Die Angebote müssten zudem ständig nachjustiert werden, sagte Eskandari-Grünberg und verwies auf die Herausforderungen, vor die das starke Bevölkerungswachstum die Stadt stelle. Zuletzt hätten zwei Drittel der Zuzügler eine ausländische Staatsbürgerschaft besessen. „Wachsende Stadt heißt: Es wird noch bunter und enger“, sagte sie. Die Stadt komme nicht umhin, das zu akzeptieren und die passenden Antworten parat zu haben.

Nachholbedarf bei der interkulturellen Öffnung sieht Eskandari-Grünberg selbst bei der Stadtverwaltung noch. So sei der Anteil der Beschäftigten mit Migrationshintergrund zu gering, sagte sie. Etwa ein Siebtel der Mitarbeiter hat keinen deutschen Pass. Von den Frankfurtern aber hat fast etwa jeder Zweite Migrationshintergrund. Und die Zahl wird steigen: Von den Kindern unter sechs Jahre hatten schon im Jahr 2012 mehr als zwei Drittel ausländische Wurzeln.

Dass bei Bewerbungen um Stellen in der Stadtverwaltungen nun die interkulturelle Kompetenz der Bewerber eine Rolle spielt, nannte Eskandari-Grünberg als positives Beispiel für die beginnende interkulturelle Öffnung. Sie drückte ihren Wunsch aus, weitere Vereinbarungen zum Thema Integration abzuschließen, etwa für den Bereich Flüchtlinge. Als Vorbild nannte sie den Zehn-Punkte-Plan, auf den sie sich im Jahr 2013 mit Oberbürgermeister Peter Feldmann (SPD) als Personaldezernenten verständigt hatte.

Stärker auf die sich wandelnde Bevölkerung einstellen, muss sich dem Bericht nach etwa der Gesundheitsbereich. Weil Migranten mit Demenz oft ihre deutschen Sprachkenntnisse verlören, sei Mehrsprachigkeit inzwischen eine notwendige Voraussetzung für eine adäquate Pflege, sagte Eskandari-Grünberg.

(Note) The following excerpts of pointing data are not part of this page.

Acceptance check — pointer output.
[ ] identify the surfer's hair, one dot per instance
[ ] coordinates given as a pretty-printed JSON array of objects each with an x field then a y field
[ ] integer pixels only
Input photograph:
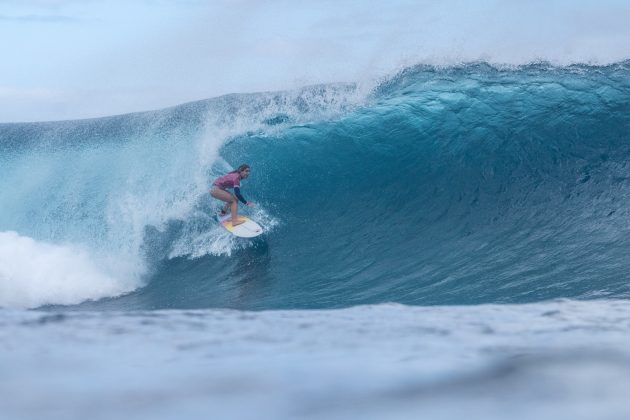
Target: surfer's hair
[{"x": 240, "y": 168}]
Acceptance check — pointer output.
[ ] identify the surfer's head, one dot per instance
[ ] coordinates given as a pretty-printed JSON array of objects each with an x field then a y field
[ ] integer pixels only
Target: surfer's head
[{"x": 243, "y": 170}]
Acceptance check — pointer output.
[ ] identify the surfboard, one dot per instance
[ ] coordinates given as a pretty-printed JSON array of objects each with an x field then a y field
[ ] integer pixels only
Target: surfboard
[{"x": 249, "y": 229}]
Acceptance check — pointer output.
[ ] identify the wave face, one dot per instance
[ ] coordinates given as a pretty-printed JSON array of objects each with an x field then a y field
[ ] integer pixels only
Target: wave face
[{"x": 459, "y": 185}]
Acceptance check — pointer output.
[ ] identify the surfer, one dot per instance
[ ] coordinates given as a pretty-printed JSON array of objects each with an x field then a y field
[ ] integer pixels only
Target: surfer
[{"x": 232, "y": 180}]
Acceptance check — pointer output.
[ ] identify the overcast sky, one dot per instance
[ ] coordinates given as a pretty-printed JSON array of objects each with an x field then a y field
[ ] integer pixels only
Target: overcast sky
[{"x": 66, "y": 59}]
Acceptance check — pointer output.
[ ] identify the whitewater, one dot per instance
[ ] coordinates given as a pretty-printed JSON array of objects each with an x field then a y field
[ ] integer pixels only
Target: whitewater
[{"x": 445, "y": 241}]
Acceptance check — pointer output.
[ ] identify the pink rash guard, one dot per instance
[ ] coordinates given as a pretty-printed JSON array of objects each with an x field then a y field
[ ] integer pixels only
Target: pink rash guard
[{"x": 231, "y": 180}]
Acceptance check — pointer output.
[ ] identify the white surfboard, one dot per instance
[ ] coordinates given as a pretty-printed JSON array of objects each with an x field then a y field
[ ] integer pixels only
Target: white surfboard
[{"x": 249, "y": 229}]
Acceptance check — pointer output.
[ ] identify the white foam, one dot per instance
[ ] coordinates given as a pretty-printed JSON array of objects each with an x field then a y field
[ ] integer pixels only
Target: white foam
[{"x": 36, "y": 273}]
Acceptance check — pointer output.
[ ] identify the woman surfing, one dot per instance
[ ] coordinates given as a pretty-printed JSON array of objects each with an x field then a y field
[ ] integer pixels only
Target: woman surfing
[{"x": 232, "y": 181}]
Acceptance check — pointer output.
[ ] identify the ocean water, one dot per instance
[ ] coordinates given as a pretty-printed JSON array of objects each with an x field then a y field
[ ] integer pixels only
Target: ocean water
[{"x": 445, "y": 242}]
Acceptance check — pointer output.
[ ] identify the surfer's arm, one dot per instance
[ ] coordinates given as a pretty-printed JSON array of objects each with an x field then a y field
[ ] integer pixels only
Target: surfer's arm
[{"x": 237, "y": 193}]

Für den Kulturbereich wünschte sich die Stadträtin unter anderem mehr muttersprachliche Führungen. Es gelte Barrieren, abzubauen. Sie warb zudem für eine stärkere Zusammenarbeit der Sportvereine mit anderen Akteuren in den Stadtteilen. Per se sei Sport nicht integrativ. Die Angebote müssten zielgerichtet erfolgen, sagte sie.